The Benefits of Foam Rolling
Let me simply begin by going over some of the benefits of foam rolling, because who wants to use something if there is no benefit right? “Regular exercise and performance can result in micro trauma, which is a small amount of damage to the muscle (7). The resulting inflammatory response may lead to fascia scar tissue over time, which in turn may lead to muscular dysfunctions (7,10,17).” (2). In this study the scientists pitted planking against form rolling to see if there was any difference in fatigue, soreness and performance. “Fatigue after foam rolling was significantly (p # 0.05) less than after the subjects performed planking.” (2) this is probably the biggest use of foam rolling, to reduce muscle soreness and fatigue.
The idea of a foam roller is that it can simulate effect of a massage (1). Some also claim that it helps remove Lactic Acid from the muscle (1), however this is most likely a misinterpretation as Lactate (aka. Lactic acid) is actually converted back into pyruvate naturally by the body and is still a useable energy source. Also, even though heightened blood lactate can be an indicator of fatigue, lactate levels are reduced to normal levels relatively fast even though muscle soreness can last well beyond that time. Because of this, my argument would be that foam rolling helps to reduce muscle tightness and work out knots and that this is the main benefit in terms of reduction of soreness. I agree with the statement that “…the fascia and muscle tissue can become stuck together” (3) and that this is the issue that foam rolling actually helps alleviate. Whenever you are rolling, make sure that you support yourself properly, so if you are rolling your legs, support your upper body with your arms.
Foam Rolling the IT Band
To utilize a foam roller on your IT band you want to lie on your side with the foam roller starting at the hip. Slowly move your body over the roller so that it goes down toward the knee. Do this slowly, paying attention to any spots that seem especially tender or that feel like there is a “knot” within them. Take extra time and focus on these spots, either rolling over them multiple times or by allowing the “knot” to sit on the roller. This should help to alleviate and relax the muscle, once again, similar to a massage. Be sure not to allow the roller to put excess pressure on vulnerable areas like your knee as this could result in injury.
Foam Rolling the Quads
The process is essentially the same for the quadriceps: lie on your stomach with the roller beginning at the hip and slowly roll it down your thigh. Focus on any spots that seem to be more sore, tight, or knotted than regular. Roll down to the top of the knee but remember not to roll over the knee. This can actually help alleviate knee pain as tight quadriceps can actually pull on the knee and cause pain and other issues.

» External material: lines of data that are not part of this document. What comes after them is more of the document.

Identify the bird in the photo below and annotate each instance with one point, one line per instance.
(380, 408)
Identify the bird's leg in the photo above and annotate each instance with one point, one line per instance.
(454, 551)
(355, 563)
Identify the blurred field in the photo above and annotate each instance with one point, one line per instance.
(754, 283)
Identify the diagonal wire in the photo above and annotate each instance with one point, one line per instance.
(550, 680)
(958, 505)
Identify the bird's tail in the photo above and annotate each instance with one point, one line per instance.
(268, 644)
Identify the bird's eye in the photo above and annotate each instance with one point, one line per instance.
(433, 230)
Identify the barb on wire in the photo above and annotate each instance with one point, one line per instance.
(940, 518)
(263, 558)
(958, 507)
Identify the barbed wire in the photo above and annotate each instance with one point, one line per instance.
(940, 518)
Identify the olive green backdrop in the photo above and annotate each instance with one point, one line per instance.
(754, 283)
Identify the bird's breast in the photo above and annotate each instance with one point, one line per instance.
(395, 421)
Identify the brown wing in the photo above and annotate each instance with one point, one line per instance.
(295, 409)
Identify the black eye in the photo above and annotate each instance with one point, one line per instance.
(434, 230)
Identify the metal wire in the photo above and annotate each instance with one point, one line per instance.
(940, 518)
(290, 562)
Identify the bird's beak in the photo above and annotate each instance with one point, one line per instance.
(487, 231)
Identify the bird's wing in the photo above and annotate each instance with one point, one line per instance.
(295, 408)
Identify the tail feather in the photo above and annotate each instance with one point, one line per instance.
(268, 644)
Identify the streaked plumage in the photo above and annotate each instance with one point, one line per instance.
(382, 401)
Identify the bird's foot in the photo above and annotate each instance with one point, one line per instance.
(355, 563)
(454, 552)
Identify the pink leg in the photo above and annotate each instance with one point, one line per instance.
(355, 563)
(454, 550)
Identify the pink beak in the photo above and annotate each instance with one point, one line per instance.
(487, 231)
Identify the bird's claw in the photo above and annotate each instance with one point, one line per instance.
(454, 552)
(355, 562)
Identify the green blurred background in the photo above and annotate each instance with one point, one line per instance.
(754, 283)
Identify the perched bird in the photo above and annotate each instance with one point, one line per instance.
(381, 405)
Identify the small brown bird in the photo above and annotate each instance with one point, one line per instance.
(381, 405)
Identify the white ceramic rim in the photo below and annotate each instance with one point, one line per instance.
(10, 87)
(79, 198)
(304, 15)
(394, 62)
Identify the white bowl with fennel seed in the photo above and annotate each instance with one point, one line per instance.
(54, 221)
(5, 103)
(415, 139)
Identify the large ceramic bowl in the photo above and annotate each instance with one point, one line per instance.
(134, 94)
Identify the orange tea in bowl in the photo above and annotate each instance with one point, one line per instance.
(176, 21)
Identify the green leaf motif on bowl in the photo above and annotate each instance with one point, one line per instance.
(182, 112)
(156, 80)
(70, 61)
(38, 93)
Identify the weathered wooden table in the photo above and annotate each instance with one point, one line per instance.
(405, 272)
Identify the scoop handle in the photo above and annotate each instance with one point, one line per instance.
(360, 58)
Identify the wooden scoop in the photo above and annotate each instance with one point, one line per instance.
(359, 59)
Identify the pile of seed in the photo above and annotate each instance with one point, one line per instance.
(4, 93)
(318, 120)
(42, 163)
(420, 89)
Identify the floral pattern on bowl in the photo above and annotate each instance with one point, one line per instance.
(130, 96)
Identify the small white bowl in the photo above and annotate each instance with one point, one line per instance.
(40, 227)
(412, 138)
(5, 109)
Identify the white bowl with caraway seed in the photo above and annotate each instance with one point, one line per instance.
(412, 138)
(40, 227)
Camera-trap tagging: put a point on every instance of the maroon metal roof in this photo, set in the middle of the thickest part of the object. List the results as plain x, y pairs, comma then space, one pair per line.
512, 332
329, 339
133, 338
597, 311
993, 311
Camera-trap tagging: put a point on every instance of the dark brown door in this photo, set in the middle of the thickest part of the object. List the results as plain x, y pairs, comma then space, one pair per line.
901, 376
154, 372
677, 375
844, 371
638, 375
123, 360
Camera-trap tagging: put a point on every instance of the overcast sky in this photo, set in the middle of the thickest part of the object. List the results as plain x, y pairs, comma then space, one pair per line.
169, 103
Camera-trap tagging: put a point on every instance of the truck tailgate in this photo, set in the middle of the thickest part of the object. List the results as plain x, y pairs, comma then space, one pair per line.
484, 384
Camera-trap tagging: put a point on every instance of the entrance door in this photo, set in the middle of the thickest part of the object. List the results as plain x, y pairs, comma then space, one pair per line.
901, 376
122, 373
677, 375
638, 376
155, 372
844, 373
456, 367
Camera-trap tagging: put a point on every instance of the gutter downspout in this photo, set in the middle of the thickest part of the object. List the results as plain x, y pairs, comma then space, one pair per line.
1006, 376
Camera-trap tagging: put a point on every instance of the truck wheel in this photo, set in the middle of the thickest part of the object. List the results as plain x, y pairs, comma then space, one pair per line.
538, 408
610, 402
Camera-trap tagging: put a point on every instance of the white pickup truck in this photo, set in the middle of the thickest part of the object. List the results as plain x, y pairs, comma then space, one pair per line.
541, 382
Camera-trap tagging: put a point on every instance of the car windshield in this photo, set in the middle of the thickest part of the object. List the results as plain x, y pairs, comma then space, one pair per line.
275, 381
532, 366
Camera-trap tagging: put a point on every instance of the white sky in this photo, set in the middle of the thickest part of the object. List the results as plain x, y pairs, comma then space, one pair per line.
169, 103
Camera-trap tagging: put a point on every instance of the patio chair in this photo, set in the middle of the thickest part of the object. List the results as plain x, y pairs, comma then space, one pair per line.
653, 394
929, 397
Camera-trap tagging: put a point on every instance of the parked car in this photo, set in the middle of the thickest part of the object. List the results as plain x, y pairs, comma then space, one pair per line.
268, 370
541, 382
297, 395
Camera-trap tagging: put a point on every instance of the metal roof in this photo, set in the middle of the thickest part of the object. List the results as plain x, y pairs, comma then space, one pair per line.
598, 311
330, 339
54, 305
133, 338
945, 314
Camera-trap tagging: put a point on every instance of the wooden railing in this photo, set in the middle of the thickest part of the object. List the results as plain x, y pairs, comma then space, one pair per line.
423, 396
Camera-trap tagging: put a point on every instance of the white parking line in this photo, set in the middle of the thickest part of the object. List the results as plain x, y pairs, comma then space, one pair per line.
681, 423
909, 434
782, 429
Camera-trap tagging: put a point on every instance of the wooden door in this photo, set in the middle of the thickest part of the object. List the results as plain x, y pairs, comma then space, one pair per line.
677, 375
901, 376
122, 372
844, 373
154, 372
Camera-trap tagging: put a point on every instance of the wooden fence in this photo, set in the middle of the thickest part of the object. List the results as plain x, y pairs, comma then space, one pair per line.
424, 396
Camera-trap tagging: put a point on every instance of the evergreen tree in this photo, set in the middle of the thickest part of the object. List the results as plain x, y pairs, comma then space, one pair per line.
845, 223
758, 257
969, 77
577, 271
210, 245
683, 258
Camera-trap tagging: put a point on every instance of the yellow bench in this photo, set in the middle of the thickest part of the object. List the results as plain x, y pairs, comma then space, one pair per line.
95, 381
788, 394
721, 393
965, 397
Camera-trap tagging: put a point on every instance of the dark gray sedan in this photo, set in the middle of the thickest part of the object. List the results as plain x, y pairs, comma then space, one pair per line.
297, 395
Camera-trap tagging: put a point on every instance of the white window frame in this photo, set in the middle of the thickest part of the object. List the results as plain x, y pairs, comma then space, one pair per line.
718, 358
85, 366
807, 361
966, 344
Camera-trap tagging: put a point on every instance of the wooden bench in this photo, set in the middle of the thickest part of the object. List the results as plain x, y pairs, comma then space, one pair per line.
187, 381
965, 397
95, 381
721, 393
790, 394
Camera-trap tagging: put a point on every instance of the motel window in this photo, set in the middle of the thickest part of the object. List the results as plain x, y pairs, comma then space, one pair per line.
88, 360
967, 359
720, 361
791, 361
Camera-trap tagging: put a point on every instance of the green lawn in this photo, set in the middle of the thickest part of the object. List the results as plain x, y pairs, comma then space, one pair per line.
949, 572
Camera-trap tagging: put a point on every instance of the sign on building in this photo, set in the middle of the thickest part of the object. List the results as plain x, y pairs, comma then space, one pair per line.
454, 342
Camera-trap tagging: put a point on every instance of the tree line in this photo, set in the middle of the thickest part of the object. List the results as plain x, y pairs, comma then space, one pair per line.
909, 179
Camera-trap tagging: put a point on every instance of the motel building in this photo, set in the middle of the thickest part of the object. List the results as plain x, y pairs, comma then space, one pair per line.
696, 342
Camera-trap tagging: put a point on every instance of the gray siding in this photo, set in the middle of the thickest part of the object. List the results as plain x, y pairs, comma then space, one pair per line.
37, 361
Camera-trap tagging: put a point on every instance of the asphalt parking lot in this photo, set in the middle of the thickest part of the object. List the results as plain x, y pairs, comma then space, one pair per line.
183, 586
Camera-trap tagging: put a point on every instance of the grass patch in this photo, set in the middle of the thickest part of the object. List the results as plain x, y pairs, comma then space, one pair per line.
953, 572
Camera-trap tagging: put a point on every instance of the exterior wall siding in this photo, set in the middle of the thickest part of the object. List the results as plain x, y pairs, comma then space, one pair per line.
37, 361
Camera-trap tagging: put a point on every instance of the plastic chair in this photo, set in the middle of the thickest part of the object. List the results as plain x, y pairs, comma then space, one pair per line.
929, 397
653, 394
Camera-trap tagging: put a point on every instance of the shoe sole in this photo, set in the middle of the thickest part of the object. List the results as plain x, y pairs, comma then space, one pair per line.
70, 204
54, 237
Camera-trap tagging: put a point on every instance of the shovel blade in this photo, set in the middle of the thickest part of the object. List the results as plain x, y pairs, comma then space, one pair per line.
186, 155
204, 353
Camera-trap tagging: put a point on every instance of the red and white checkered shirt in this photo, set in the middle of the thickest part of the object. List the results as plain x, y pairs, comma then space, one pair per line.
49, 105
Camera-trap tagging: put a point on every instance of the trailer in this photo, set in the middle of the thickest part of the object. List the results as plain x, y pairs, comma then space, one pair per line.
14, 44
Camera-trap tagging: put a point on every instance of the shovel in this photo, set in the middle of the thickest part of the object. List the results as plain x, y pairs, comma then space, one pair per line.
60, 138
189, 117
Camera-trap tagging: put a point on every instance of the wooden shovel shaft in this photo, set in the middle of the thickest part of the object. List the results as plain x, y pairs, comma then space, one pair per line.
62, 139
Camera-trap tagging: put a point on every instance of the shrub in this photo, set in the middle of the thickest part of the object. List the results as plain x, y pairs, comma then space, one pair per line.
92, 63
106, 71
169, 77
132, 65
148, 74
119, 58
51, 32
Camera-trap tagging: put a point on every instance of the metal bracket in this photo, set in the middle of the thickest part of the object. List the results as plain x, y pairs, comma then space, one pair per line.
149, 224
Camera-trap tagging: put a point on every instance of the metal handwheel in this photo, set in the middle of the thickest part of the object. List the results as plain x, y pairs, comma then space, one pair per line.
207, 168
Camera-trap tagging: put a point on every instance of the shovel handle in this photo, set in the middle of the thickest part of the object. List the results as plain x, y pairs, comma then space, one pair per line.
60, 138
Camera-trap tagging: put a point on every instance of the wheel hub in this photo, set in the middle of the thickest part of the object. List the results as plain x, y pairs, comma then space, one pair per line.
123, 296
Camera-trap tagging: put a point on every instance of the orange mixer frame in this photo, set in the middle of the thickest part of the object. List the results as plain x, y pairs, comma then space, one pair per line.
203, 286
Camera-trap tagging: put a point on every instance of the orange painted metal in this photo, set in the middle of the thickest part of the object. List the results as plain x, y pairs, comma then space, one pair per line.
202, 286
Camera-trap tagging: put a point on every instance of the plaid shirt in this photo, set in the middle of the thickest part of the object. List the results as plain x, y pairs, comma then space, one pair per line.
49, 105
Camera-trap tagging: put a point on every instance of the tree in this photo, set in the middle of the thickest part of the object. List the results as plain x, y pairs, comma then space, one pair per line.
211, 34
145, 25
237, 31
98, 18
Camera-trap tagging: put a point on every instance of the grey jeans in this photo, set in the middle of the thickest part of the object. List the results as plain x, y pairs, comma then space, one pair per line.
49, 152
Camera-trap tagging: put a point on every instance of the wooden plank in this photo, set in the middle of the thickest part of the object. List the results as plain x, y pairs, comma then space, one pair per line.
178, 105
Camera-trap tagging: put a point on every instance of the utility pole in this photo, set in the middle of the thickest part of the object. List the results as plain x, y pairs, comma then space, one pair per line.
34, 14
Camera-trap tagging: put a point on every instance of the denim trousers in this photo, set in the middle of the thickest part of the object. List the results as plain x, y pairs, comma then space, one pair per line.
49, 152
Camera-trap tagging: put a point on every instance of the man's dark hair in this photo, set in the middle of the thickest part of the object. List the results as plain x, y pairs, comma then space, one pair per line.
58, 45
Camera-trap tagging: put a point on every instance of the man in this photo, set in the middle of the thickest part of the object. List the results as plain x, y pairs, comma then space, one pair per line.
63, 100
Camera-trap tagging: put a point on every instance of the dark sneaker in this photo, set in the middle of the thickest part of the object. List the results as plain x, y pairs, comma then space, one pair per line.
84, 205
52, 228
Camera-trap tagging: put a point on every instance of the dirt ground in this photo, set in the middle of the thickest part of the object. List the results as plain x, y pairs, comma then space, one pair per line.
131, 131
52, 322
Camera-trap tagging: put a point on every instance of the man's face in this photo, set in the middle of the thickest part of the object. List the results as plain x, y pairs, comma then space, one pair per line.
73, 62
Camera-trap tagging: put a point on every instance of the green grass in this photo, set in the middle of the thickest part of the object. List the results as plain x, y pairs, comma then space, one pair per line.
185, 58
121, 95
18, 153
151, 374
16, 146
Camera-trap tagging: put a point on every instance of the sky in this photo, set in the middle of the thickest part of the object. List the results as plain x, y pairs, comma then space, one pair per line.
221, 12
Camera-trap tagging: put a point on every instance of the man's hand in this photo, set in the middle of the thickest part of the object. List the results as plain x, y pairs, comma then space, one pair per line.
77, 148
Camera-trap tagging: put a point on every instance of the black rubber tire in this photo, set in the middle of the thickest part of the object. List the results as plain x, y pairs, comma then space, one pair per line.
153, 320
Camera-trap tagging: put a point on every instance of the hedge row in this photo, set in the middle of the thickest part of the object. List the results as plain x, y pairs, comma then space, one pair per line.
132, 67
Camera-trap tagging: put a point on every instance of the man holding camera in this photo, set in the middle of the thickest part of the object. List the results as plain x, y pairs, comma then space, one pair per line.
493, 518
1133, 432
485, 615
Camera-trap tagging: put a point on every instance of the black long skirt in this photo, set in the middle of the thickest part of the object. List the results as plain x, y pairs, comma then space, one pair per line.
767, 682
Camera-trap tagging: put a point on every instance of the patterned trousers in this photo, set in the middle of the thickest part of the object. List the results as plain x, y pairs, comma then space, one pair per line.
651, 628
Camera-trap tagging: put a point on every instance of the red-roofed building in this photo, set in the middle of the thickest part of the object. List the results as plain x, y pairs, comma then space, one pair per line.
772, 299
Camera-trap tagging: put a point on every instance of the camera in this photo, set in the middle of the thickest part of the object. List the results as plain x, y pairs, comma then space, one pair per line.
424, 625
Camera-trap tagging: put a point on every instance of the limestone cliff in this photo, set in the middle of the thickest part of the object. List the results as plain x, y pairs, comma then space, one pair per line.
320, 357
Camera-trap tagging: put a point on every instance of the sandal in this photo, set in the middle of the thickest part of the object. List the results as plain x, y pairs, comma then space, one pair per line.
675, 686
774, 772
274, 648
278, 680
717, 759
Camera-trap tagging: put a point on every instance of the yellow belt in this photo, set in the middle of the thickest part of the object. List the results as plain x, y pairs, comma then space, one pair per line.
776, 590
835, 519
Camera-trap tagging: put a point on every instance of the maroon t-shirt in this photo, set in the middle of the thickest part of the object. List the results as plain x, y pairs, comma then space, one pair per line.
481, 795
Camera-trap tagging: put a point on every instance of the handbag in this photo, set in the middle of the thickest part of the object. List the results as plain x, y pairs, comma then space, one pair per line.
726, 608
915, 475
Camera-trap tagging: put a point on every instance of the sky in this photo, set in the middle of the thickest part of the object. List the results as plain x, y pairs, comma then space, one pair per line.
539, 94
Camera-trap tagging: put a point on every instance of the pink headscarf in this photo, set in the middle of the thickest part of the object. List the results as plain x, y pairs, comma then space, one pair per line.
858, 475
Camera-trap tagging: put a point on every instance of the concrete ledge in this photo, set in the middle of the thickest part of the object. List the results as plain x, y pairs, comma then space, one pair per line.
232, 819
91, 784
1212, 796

Foam Rolling the Hamstrings
To roll out the hamstrings, sit on your buttocks with the roller directly at the bottom of the “cheek”. Slowly roll down the back of the leg, focusing on any tender or sore spots just as if you were rolling any other muscle. This may help with lower back pain if you tend to have very tight hamstrings and glutes. These muscles are part of the posterior chain and can pull on the lower back and create issues, which is why it can be beneficial to utilize rolling as well as stretching on this body part.
Foam Rolling the Calves
When rolling out the calves start just under the knee and roll down to the Achilles tendon, remember that you are rolling out the muscle and not the tendon. Be careful and aware of allowing the roller to put you in any vulnerable places that could result in injury or exacerbation of a current injury.
This is really a very basic introduction to foam rolling for the legs, obviously you can use a foam roller on many different body parts. I do recommend staying away from rolling part that put you in vulnerable positions such as the lower back. Hopefully this is a helpful introduction to help get you “on a roll” to a very beneficial and lifelong improvement in your fitness journey.